Understanding language a bit more deeply.

This report summarizes the Swiftkey / JHU Coursera Capstone project. The goal of the project is to develop a working predictive text application that is hosted on RStudio's ShinyApps servers.

Having never approached a Natural Language Processing (NLP) problem before, I was very curious about the process of modeling language.

We used the Heliohost HC Corpora as our background text, and I referred frequently to a Stanford NLP Smoothing Tutorial.

My Approach

The following few slides will go through my approach to the problem.

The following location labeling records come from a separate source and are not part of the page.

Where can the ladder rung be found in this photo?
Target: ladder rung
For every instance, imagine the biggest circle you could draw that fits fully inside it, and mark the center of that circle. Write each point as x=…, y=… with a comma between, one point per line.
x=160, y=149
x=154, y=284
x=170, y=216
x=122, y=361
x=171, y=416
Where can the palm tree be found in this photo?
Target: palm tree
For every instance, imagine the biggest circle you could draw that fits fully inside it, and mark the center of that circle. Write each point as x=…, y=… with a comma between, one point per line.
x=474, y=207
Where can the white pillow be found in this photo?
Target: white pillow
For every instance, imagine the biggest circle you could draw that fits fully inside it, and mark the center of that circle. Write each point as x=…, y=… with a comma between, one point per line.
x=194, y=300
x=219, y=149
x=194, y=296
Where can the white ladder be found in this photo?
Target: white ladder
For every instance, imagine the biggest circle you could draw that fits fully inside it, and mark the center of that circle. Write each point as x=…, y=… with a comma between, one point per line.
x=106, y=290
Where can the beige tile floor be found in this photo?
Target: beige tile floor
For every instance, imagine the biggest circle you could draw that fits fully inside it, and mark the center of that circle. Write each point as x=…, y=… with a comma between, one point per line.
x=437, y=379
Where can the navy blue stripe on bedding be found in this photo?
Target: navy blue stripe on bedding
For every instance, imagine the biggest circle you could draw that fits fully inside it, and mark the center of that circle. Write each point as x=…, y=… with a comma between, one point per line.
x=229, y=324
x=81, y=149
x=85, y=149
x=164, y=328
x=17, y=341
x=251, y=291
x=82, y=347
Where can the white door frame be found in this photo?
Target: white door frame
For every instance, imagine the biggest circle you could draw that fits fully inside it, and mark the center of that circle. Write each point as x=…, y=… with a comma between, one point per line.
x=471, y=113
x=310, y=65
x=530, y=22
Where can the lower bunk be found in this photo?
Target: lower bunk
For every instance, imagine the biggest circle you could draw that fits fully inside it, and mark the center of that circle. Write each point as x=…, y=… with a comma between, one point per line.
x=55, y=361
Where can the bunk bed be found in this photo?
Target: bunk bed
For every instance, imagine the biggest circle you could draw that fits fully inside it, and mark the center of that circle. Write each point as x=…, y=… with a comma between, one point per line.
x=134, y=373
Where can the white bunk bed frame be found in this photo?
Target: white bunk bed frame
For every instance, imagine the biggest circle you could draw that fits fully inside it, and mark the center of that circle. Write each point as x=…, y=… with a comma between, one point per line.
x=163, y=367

For my solution, I will show:

What does it do?
How does it work?, and
How might it be improved?

You can find an interactive companion at my shinyapps page (bradaallen).

What does it do?

This model works by first matching a database of different 'n-grams' to the provided text, and then assigning strengths to different outcomes based on how the match takes place.

For example, take the phrase, “The quick brown fox jumps over the lazy dog.” If I have typed “The quick brown fox jumps…” my backoff model would first look at “brown fox jumps” (a 3-gram), then “fox jumps” (a 2-gram), then “jumps” (a 1-gram) - if a match occurs in those three lookups, that answer is provided.

How does it work?

When visiting the site, enter text into the provided box to see what match might occur.

Screenshot

How might it be improved?

Creating triggers for when to use 'stopwords' and when to refrain.
Using more of the Corpora when developing the underlying database.
With a greater database, exploring different options for fast recall. For example, Redis or MongoDB.
Greater exploration in measuring predictive accuracy.
As an extension, I am also curious how to develop a model that improves dynamically.

More detail on these thoughts can be found at the application itself. Thank you!